Cover Story: What now? - Landscape Management
Cover Story: What now?
SMART STRATEGIES TO SURVIVE AND PERHAPS EVEN PROSPER IN SPITE OF THE DELAY OR LOSS OF H-2B WORKERS


Landscape Management



7 survival tips
"It's going to be very disruptive in the start up phase," Haskett says. "Depending on when they get here, it could significantly affect our first mowing cycles. Our spring cleanups, mulchings, things like that we generally do in February and March into early April, are going to be disrupted. We're going to have to do them with temps, or we're going to have to start earlier and they'll run way late getting them done." He also expects his overtime budget to double for the first five months of the season. And even with those challenges, Haskett still considers himself fortunate.

"We're the lucky company. My agent told me they got a little more than half but not quite two-thirds of their visas through before the second cap for the April (arriving workers)," he says. "Somewhere between a third and a half of my agent's clients got nobody."

If you're one of those companies, what now?

Living without H-2B workers

Don't procrastinate. Start planning now if you're facing worker shortage. You have a short window of opportunity to work out your plan.

Start by assessing the potential damage to your company. View the situation realistically. For example, "I will lose two of my best grass cutting crews. Or I will lose three laborers on my pavers crew."

In addition to putting the "Help Wanted" sign in your window, consider these suggestions:


Today's landscape industry owes a lot to willing and trained H-2B workers.
1 Bulletproof your best customers, by doing their work first and giving them extra attention. If you haven't been tracking each client for profitability, shame on you. Go over your clients' accounts to better identify the "keepers." Do this before spring erupts.

2 Focus on your most profitable service lines. If you've been struggling to make a particular service profitable, consider dropping it or selling it. There's no reason to be "dabbling" in a particular service if you're short staffed. If you feel it still has potential, add it back into your company at a future date.

3 Train like you've never trained before. Knowledgeable and well-managed crews perform significantly better than poorly trained and/or poorly supervised crews. As obvious as that is many companies still fail to provide employees even the most cursory understanding of what they're to do and neglect to set guidelines on how to do it efficiently and safely.

4 Reduce your workload by dropping unprofitable or troublesome customers. Almost all companies have at least a few marginal customers. They include perpetually late payers, whiners or they could be just outside of your company's service area, making them expensive to serve. You might have been better off passing them off to another service provider long ago anyway.

5 Do only the work that must absolutely be done, but do it well. Regardless of your circumstances, your word and reputation are still your most valuable assets. Will some of your clients let you postpone your most labor-intensive projects until you can get out of the hectic spring season? Are you confident enough about getting these projects done even then to offer a modest incentive to reward their patience?

6 Crunch time means longer hours, longer days. Remember when you started your business and worked six 10-hour days on a regular basis? (Perhaps you still do.) Can you count on your remaining employees or those you hope to add to work six 10-hour days to make up for your labor shortfall?

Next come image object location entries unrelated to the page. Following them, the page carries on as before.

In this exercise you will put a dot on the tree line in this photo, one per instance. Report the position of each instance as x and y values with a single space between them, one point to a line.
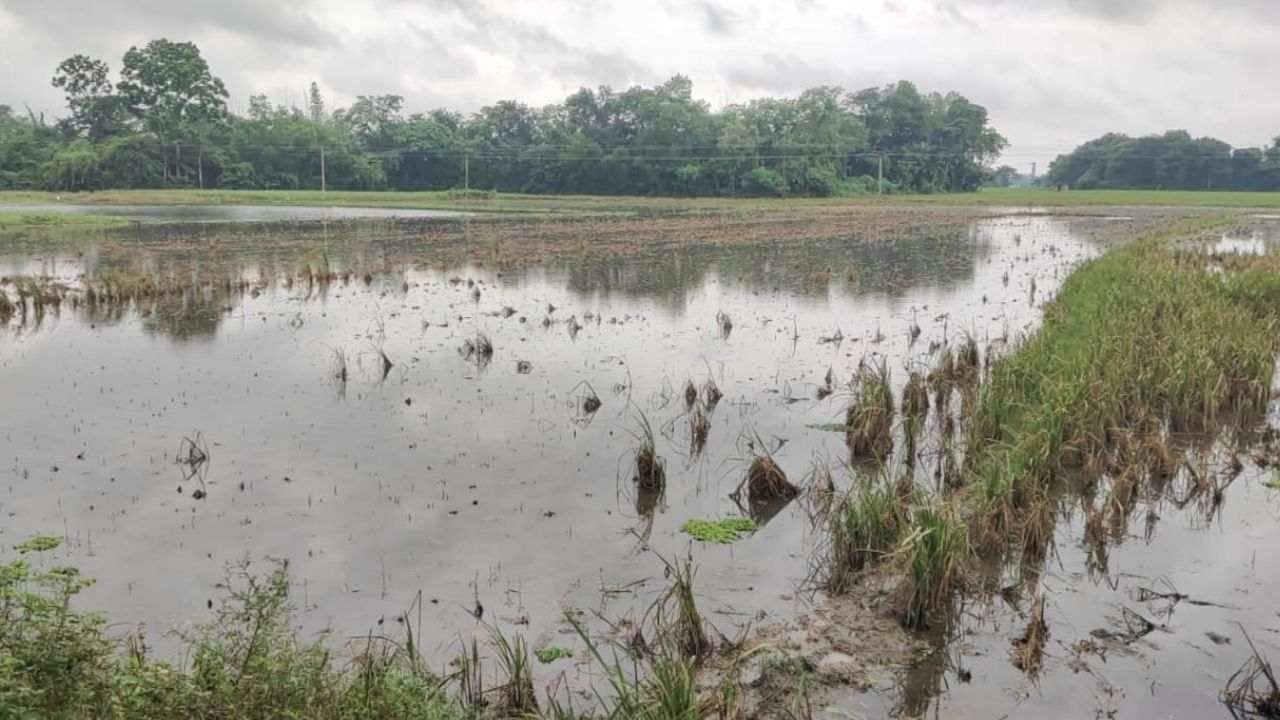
1173 160
164 123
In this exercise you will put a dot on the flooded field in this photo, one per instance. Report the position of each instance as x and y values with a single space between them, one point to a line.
400 411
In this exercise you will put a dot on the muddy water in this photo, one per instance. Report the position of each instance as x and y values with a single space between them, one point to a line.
481 484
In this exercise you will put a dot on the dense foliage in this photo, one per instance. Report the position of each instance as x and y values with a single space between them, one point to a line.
165 124
1174 160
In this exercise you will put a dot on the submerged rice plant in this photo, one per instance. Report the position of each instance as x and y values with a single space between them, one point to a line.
869 420
935 555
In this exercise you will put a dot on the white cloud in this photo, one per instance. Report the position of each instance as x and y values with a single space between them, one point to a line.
1051 72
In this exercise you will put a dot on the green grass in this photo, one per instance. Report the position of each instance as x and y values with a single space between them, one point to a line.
247 662
935 552
721 532
19 220
592 204
1144 338
1150 338
863 529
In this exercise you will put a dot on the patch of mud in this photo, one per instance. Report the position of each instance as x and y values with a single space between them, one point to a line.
828 661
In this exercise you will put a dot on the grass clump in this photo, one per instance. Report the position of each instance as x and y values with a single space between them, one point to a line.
863 529
723 531
248 661
766 481
871 418
1144 337
935 555
649 472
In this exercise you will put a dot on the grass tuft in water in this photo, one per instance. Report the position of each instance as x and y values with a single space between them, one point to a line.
871 418
863 528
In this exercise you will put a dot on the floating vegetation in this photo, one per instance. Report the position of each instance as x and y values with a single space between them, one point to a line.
39 543
720 532
551 654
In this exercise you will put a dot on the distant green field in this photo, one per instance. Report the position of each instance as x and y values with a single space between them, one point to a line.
574 204
18 219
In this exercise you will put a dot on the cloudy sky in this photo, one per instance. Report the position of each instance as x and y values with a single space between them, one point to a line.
1051 72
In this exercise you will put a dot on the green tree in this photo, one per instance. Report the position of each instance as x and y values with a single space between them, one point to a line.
96 112
168 86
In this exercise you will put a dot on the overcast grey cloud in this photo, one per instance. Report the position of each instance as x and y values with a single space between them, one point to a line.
1051 72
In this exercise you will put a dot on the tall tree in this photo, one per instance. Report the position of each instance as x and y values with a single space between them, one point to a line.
315 104
169 87
96 112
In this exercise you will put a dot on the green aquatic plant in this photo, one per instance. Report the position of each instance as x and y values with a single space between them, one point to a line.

7 It might be time to consider raising prices to cover the rising cost of fuel and almost every other product or material you use. Yes, raising prices is a tough call. But overtime costs may force your hand because you will have fewer employees doing more production. Keep in mind, few of the small owner/operators in your market use H-2B workers, so they'll see your scaling back as an opportunity to pick up some of your business. The same goes for larger established companies that have their full compliment of labor. Combat this by doing great work and stressing value, value, value.

8 Mechanize for more efficiency. This doesn't mean going out and buying equipment that you may use occasionally. It may not mean buying, at all, but rather leasing or renting. Resist impulse purchases. Unfortunately, there's no piece of commercial equipment yet that can mow a property, load itself onto a truck and go on to mow the next property. The same goes for stick trimming and cleanup. But tasks like mulching and most construction tasks can be done more efficiently with the right equipment.

9 Unload your junk. How about unused or rarely used equipment in your maintenance yard? Is it just taking up space? The same goes for unproductive or unreliable employees? Are they just taking up space and, worse yet, costing you money? It's tough shedding people when you're already short-staffed? But it's worse to carry dead weight or a troublemaker.

10 Get the "help wanted" word out. The slowdown in the construction trades means there is a growing supply of work-tested employees without regular paychecks. How can you make your job descriptions attractive to them? Chances are you'll have to pay them more than you used to paying.

The ripple effect

Unfortunately, the labor shortage that many companies expect will create a big ripple in the entire industry — from customers to product manufacturers.


Items to include in your emergency plan
"I talked to a mowing dealer who said that 90 days ago he had $750,000 in advance orders for equipment," Haskett says. "He said more than half of that has been cancelled in the last two weeks. I had two trucks on advance order. I have cancelled those. I had some equipment, a trailer and all the associated equipment to go with that to set up a new crew. I've cancelled that.